Botnet phenomenon in smartphones is evolving with the proliferation in mobile phone technologies after leaving imperative impact on personal computers. It refers to the network of computers, laptops, mobile devices or tablets which is remotely controlled by the cybercriminals to initiate various distributed coordinated attacks including spam emails, ad-click fraud, Bitcoin mining, Distributed Denial of Service (DDoS), disseminating other malwares and much more. Likewise traditional PC based botnet, Mobile botnets have the same operational impact except the target audience is particular to smartphone users. Therefore, it is import to uncover this security issue prior to its widespread adaptation.

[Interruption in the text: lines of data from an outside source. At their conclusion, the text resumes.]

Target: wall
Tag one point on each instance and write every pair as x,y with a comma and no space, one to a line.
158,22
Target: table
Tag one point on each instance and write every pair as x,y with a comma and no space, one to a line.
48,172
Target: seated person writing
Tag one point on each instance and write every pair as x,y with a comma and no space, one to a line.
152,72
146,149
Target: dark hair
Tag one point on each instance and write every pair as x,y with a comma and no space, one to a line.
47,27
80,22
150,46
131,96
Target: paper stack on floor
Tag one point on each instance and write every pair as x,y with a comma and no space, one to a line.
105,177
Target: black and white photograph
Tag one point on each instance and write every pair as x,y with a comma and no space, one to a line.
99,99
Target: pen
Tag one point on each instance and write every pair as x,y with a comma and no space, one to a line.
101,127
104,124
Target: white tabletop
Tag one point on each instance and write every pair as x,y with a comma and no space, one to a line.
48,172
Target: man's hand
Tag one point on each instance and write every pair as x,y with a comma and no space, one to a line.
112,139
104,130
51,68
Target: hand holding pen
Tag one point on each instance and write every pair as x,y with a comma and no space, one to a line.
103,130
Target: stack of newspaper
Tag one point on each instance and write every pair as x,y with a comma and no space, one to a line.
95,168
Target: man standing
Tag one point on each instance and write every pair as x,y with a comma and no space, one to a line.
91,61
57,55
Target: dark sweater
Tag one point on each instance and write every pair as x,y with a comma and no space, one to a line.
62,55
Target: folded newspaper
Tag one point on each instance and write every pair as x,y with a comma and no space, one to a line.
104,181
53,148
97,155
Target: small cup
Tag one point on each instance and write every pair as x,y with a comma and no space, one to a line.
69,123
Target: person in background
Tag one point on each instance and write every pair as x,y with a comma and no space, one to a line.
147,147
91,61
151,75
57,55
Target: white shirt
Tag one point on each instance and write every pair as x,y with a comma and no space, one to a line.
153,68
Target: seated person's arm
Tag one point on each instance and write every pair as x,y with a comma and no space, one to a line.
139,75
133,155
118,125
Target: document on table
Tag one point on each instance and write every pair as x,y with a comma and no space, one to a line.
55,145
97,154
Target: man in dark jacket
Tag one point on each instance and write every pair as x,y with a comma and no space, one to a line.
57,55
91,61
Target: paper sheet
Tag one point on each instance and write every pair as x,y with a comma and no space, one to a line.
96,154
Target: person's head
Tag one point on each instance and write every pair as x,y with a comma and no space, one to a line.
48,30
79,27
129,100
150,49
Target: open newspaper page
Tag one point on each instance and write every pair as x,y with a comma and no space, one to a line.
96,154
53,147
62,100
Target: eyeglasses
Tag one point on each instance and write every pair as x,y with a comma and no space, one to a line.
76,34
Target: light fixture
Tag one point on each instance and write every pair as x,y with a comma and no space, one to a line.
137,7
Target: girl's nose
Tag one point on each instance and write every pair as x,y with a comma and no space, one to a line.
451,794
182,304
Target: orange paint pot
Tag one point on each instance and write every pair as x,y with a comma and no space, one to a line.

We propose SMARTbot, a novel dynamic analysis framework augmented with machine learning techniques to automatically detect botnet binaries from malicious corpus. SMARTbot is a component based off-device behavioral analysis framework which can generate mobile botnet learning model by inducing Artificial Neural Networks’ back-propagation method. Moreover, this framework can detect mobile botnet binaries with remarkable accuracy even in case of obfuscated program code. The results conclude that, a classifier model based on simple logistic regression outperform other machine learning classifier for botnet apps’ detection, i.e 99.49% accuracy is achieved. Further, from manual inspection of botnet dataset we have extracted interesting trends in those applications. As an outcome of this research, a mobile botnet dataset is devised which will become the benchmark for future studies.

Suggested Citation

  • Ahmad Karim & Rosli Salleh & Muhammad Khurram Khan, 2016. "SMARTbot: A Behavioral Analysis Framework Augmented with Machine Learning to Identify Mobile Botnet Applications," PLOS ONE, Public Library of Science, vol. 11(3), pages 1-35, March.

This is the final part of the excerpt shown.